Why did I end up in Chinatown? To be honest I couldn't tell you. But I'm here, in mid-stride. Just above freezing, just below the Williamsburg Bridge.

I don't know many places here, or locals. I'm not even hungry. But I was on a downtown 6 train and told myself to get off when the mood struck. Half the island streaked above and I wasn't moved much. I don't need to find myself in some Village bar, sandwiched between backslapping bros and their vacant-grin girls, jostled every time someone carries inflated plastic over a chalk line. But then Canal Street struck, so I got off.

It worked. Winding in no pattern. Guided by which way lights fired and flared or didn't, or that garbled inner nudge for this way or the other. I like finding things this way. Much is open down here on New Year's Day. It bustles with quiet continuance. Also there's neon, gaudy but effective. Felt as vibrant a place to roam as any, or at least until inspiration landed.

I like the markets here, the fish especially. Variety and quality, all the signs illegible to me. It smells damp and cold and scrubbed. It means standing in the midst of trade, of merchants with families, of little old ladies poking through stacks of fish to find a few beauties to fry whole in oil, tip to tail.

Then I heard rapid slaps. Wet, dense, too quick, like a leather glove crossing a cheek, over and over. I turned. There was a fat fish on the tiled floor. The fish was mottled brown-green, like riverbed mud and seaweed. It flapped and flipped. It's weight and size worked against it. It was meaty and had real might. In its own element, this fish would be a force, a proud one. Here, on this slick and clammy tiled floor, it was fighting for life, and nobly. It could only ever lose.

All of which is how it goes. I get it. But there was a man in front of me, a squat man with a too dark moustache. Darker than his hair, which always hits me funny. His hands shoved in his jacket pockets and knit hat on his head, he had the behind-schedule scowl of a man making more rounds than there were hours in the day.

He made eye contact with the tall man standing over the fish, a worker at the market. Lanky, in a slim and stained white smock. The worker had a languid expression, not boredom but methodical and fatigued. His face read like long shifts and acceptance of them.

The squat man nodded. The worker gave a tacit single nod, then looked to the side, mentally already onto the next task. He reached to the side and pulled out a 2x4. It was a splintering, beat up piece of wood, jagged at the end from blunt work. He toed the fat fish back to center, like a wriggling golf ball. It had arced itself into a near circle, desperate.

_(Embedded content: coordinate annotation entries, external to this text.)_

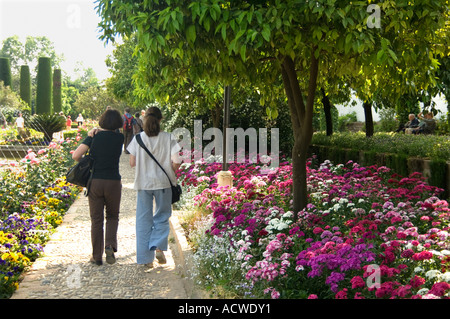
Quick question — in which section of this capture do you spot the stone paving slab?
[11,154,195,299]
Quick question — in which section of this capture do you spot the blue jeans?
[136,188,172,264]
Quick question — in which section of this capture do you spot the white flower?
[441,249,450,256]
[282,211,294,218]
[414,267,423,273]
[425,269,441,279]
[417,288,429,296]
[440,272,450,283]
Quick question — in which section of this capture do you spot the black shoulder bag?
[135,134,182,204]
[66,139,95,196]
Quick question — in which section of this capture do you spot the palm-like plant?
[25,113,66,142]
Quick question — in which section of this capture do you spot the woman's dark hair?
[144,106,162,137]
[98,109,123,130]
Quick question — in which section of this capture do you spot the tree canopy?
[97,0,448,212]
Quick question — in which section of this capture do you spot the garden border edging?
[169,211,210,299]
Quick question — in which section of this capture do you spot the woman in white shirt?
[127,107,181,269]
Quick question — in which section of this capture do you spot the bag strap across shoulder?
[135,134,173,187]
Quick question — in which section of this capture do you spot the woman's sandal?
[156,249,167,264]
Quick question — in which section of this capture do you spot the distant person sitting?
[397,113,420,134]
[413,112,436,134]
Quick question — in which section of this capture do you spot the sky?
[0,0,118,80]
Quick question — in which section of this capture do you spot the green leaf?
[240,45,247,62]
[261,24,270,42]
[186,25,197,43]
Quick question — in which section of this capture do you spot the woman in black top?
[72,109,124,265]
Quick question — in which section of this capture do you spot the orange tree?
[97,0,448,212]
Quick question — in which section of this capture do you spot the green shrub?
[20,65,31,107]
[36,57,53,114]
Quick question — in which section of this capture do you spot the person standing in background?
[77,113,84,127]
[128,107,181,270]
[122,107,136,154]
[133,112,144,135]
[72,109,123,266]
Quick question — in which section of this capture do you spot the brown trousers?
[88,179,122,261]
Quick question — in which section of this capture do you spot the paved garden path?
[11,154,195,299]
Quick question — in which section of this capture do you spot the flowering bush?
[0,134,80,298]
[179,159,450,299]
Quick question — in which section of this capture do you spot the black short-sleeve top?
[82,131,124,180]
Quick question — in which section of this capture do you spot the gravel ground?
[11,154,193,299]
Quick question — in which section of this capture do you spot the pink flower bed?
[179,161,450,299]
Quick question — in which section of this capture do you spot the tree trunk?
[322,88,333,136]
[363,102,373,137]
[281,49,319,219]
[211,102,223,128]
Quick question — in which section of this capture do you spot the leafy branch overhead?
[98,0,448,215]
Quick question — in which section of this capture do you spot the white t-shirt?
[16,117,24,128]
[127,132,181,190]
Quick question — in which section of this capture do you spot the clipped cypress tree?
[36,57,53,114]
[53,69,62,114]
[0,58,11,87]
[20,65,31,108]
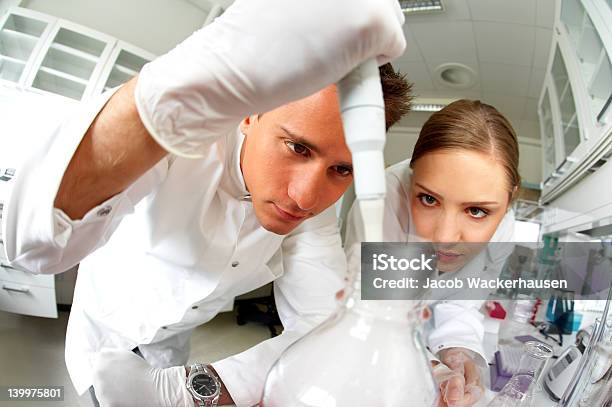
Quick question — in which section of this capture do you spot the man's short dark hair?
[378,64,413,130]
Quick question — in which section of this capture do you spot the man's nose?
[287,168,325,211]
[434,212,461,243]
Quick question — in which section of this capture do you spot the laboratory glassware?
[488,341,553,407]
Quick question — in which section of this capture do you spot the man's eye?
[336,165,353,177]
[419,194,438,206]
[285,141,309,156]
[468,206,489,219]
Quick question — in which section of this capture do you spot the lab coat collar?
[228,128,251,201]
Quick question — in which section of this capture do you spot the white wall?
[20,0,208,55]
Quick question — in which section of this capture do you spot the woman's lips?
[272,203,306,222]
[436,250,462,263]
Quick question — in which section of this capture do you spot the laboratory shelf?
[0,11,49,83]
[32,67,87,100]
[0,7,154,100]
[0,55,25,82]
[538,0,612,204]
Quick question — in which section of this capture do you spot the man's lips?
[272,203,306,222]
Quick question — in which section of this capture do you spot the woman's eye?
[419,194,438,206]
[468,207,488,219]
[285,141,308,156]
[336,165,353,177]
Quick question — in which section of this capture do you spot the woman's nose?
[434,213,461,243]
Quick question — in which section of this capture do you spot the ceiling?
[394,0,555,138]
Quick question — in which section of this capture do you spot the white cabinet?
[538,0,612,204]
[0,9,55,84]
[26,21,116,100]
[0,7,154,100]
[94,41,155,94]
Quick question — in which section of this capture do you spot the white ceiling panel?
[409,21,476,63]
[482,92,527,126]
[527,67,546,98]
[533,27,552,69]
[400,62,434,93]
[513,120,540,139]
[468,0,536,25]
[398,25,423,62]
[398,112,431,127]
[523,98,539,122]
[474,22,535,66]
[536,0,555,29]
[480,62,531,96]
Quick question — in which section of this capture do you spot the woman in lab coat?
[345,100,520,406]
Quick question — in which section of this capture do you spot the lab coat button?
[97,206,112,217]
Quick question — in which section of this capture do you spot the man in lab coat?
[2,0,407,406]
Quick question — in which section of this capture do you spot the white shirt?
[2,90,346,406]
[345,160,514,366]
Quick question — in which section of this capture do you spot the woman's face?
[410,150,509,271]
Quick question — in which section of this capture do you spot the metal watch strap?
[190,363,221,407]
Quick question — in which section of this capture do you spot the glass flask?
[488,341,553,407]
[260,278,438,407]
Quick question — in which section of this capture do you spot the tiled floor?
[0,312,269,407]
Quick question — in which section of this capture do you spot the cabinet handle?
[2,284,30,294]
[0,263,17,270]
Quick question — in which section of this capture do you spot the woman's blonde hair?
[410,99,521,201]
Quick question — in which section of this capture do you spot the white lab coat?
[2,89,346,406]
[345,160,514,366]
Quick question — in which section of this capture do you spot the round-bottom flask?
[261,291,438,407]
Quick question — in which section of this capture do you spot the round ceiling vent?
[434,62,476,89]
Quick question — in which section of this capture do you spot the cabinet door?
[93,41,155,94]
[551,47,581,159]
[26,20,116,100]
[539,88,556,183]
[0,8,57,85]
[560,0,612,125]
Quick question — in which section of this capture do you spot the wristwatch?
[186,363,221,407]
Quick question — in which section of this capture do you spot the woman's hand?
[434,348,484,407]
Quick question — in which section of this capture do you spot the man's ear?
[240,114,259,136]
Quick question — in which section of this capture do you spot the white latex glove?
[94,350,195,407]
[135,0,406,157]
[434,348,484,407]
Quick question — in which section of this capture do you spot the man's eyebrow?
[280,125,321,154]
[280,125,353,171]
[415,182,499,206]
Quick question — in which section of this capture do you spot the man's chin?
[259,219,301,235]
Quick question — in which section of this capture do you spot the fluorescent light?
[399,0,444,13]
[411,97,457,112]
[411,103,446,112]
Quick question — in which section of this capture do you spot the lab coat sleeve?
[213,207,346,407]
[428,210,515,366]
[427,300,487,367]
[2,87,167,274]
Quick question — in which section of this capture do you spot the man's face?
[240,85,353,235]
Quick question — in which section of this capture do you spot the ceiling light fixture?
[411,97,457,112]
[399,0,444,13]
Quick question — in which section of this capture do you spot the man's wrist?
[206,365,234,406]
[185,365,234,406]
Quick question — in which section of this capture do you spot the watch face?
[191,374,217,397]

Then the worker's face was really quite serene as he swung the 2x4 up above his head and brought the splintered end down on the fish's head. It kept flapping. Another swing, another soggy thud. The fat fish bounced it's belly along the tiles, a rubber ball trying to escape. The belly flipped up along the way, exposed pearly white. The worker swung again. The fish bled openly from its gills, it coursed scarlet in lightning bolt streaks down the white belly. The mouth stayed at a permanent mute scream. The eye, as an ink drop, as a milky spot of terror, rolled and knew nothing and knew everything. It knew none of its attackers. It knew it would die. You could see it in there.

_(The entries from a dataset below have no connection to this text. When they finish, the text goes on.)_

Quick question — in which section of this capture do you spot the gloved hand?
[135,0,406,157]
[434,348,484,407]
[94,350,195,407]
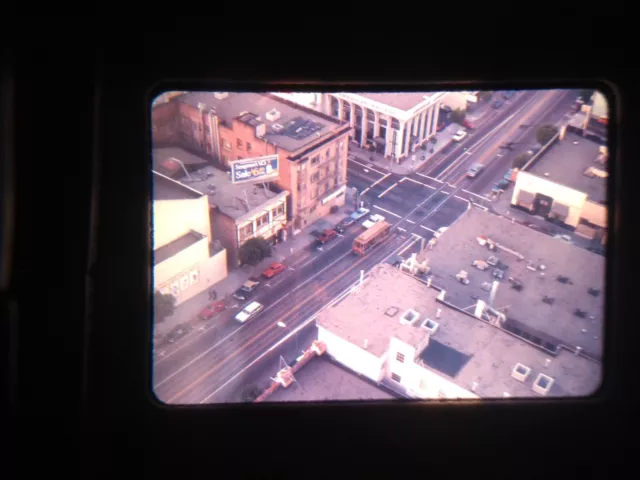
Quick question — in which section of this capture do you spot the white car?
[362,213,384,228]
[451,130,467,142]
[236,302,264,323]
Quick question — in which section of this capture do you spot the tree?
[153,292,176,323]
[513,152,531,170]
[536,124,558,145]
[449,108,467,125]
[238,237,271,265]
[478,91,493,102]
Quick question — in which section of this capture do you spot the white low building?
[317,264,601,399]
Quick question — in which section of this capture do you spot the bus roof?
[356,220,391,243]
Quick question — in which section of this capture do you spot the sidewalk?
[153,188,355,341]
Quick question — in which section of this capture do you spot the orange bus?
[353,220,391,255]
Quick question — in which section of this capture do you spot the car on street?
[164,324,192,343]
[467,163,484,178]
[335,216,355,233]
[351,207,369,222]
[233,280,260,300]
[262,262,287,278]
[362,213,384,228]
[318,228,338,245]
[198,300,227,320]
[451,130,467,142]
[236,302,264,323]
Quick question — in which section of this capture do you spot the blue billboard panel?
[229,155,279,183]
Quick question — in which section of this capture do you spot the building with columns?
[321,92,448,161]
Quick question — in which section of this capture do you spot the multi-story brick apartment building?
[152,92,351,230]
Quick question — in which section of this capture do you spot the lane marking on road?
[349,159,385,175]
[378,182,398,198]
[373,205,402,218]
[164,236,410,404]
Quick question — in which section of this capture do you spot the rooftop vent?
[384,307,400,317]
[532,373,555,395]
[511,363,531,382]
[573,308,587,318]
[266,108,280,122]
[420,318,440,335]
[400,309,420,325]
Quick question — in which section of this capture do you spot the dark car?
[198,300,226,320]
[335,216,356,233]
[318,229,338,245]
[233,280,260,300]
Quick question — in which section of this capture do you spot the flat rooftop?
[152,171,204,200]
[353,92,437,112]
[178,92,341,153]
[267,356,396,402]
[428,209,605,357]
[153,148,288,220]
[153,230,206,265]
[528,132,607,204]
[317,264,435,357]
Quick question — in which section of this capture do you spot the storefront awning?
[551,202,569,217]
[518,190,536,205]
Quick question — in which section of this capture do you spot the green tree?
[478,91,493,102]
[449,108,467,125]
[536,124,558,145]
[513,152,531,169]
[238,237,271,265]
[153,292,176,323]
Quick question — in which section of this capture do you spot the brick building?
[152,92,351,230]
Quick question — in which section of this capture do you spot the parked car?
[318,228,338,245]
[467,163,484,178]
[362,213,384,228]
[198,300,227,320]
[335,216,355,233]
[451,130,467,142]
[351,208,369,222]
[262,263,287,278]
[235,302,264,323]
[233,280,260,300]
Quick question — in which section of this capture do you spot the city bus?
[353,220,391,255]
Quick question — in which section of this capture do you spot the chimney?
[489,280,500,307]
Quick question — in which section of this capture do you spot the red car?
[198,300,227,320]
[318,229,338,245]
[262,263,287,278]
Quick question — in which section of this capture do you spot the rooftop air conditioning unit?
[266,108,280,122]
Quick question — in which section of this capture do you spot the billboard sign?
[229,155,280,183]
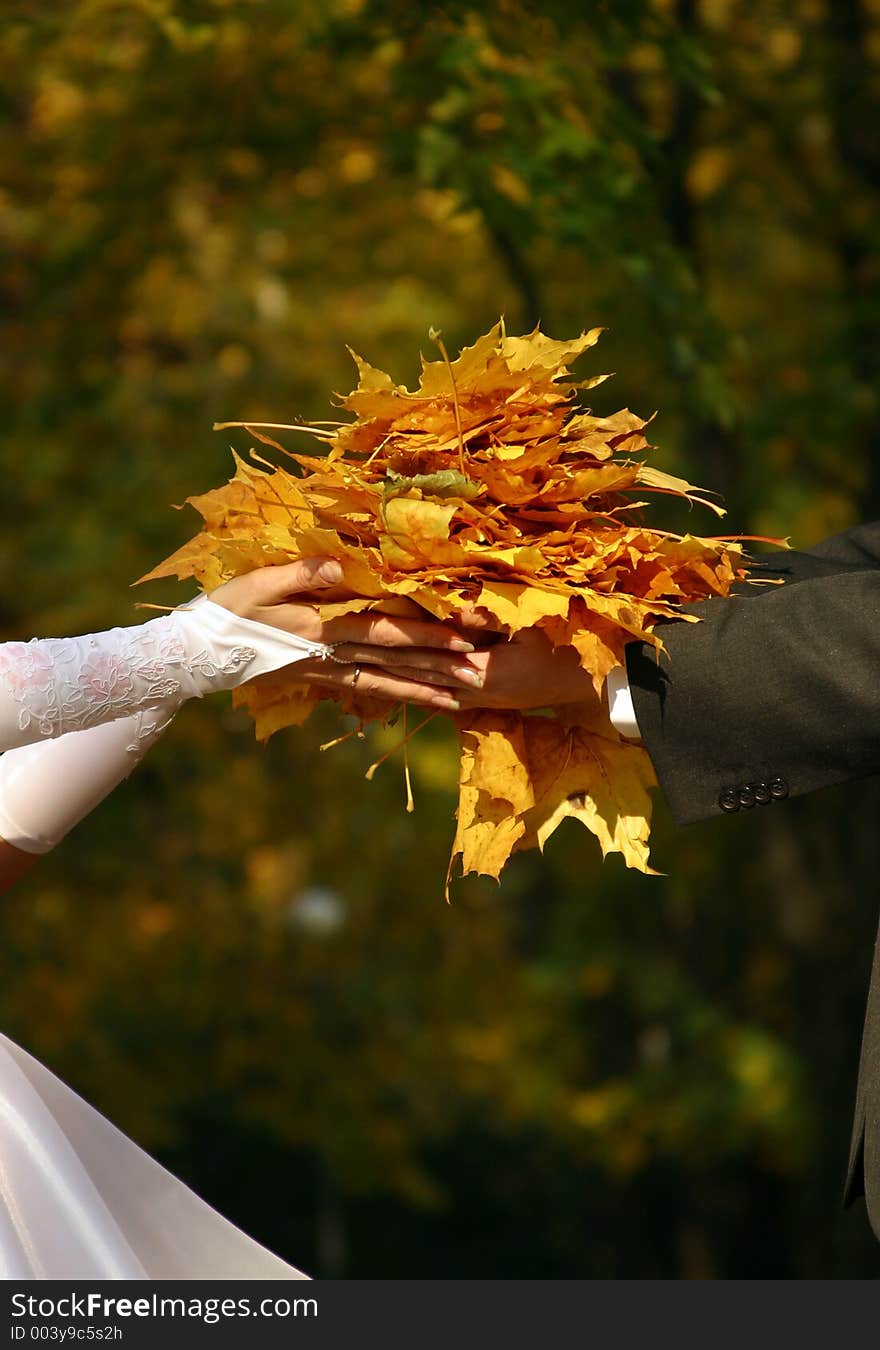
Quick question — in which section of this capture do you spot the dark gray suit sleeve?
[626,525,880,825]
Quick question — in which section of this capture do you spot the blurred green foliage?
[0,0,880,1278]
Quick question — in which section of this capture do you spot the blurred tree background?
[0,0,880,1278]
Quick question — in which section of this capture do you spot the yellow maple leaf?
[144,321,779,876]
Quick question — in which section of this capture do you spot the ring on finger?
[321,643,351,666]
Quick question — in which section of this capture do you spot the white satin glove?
[0,595,332,853]
[0,595,331,749]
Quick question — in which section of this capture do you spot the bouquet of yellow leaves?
[143,323,777,878]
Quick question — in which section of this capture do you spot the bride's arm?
[0,559,480,892]
[0,560,348,892]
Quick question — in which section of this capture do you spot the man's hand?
[209,558,491,711]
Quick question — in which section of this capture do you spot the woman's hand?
[209,558,482,711]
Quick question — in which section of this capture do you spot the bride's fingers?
[308,663,460,713]
[251,558,343,605]
[326,643,483,689]
[321,612,474,653]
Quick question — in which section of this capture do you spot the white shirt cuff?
[605,666,641,741]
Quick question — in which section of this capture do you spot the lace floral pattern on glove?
[0,614,256,738]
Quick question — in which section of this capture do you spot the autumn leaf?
[143,321,780,878]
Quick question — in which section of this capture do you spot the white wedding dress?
[0,597,328,1280]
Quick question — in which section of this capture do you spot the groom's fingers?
[308,662,460,713]
[327,643,483,689]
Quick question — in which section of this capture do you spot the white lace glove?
[0,595,332,853]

A few more whacks did the trick. A little lower, less swing, more short slams. The fat fish thrashed, some leftover fury in spurts, but really it had done well and tried and now it was depleted. The squat man had his fish. The worker had done his job.

None of which matters worth a damn, I guess. I left. Maybe I'm squeamish, one of those weak-stomached carnivores who tells himself his meal was born on a plate, cooked and smothered in sauce.

I think I try too hard to apply meaning to things. Maybe there are times when you bum around town and watch a fat fish get its brains bashed in on a floor while people stand in a silent circle and watch. To watch death. Maybe that's what bothers me. We gathered to witness death. Do fish do that? If you fall overboard in a ship, and sharks arrive, would they show any less brutality? Well, they'd have the decency to eat you, or fight each other to eat you to survive. But only one guy in this market was buying this fish, only he would eat it. And he could just as well eat something else. But us? We just watched to watch.

I guess it's not something you see everyday.

I guess I wonder what I'd do if I were the fish. You'd need someone else to effect your rescue, right?

Hm. Well. Too late, I already started making something out of a dead fish.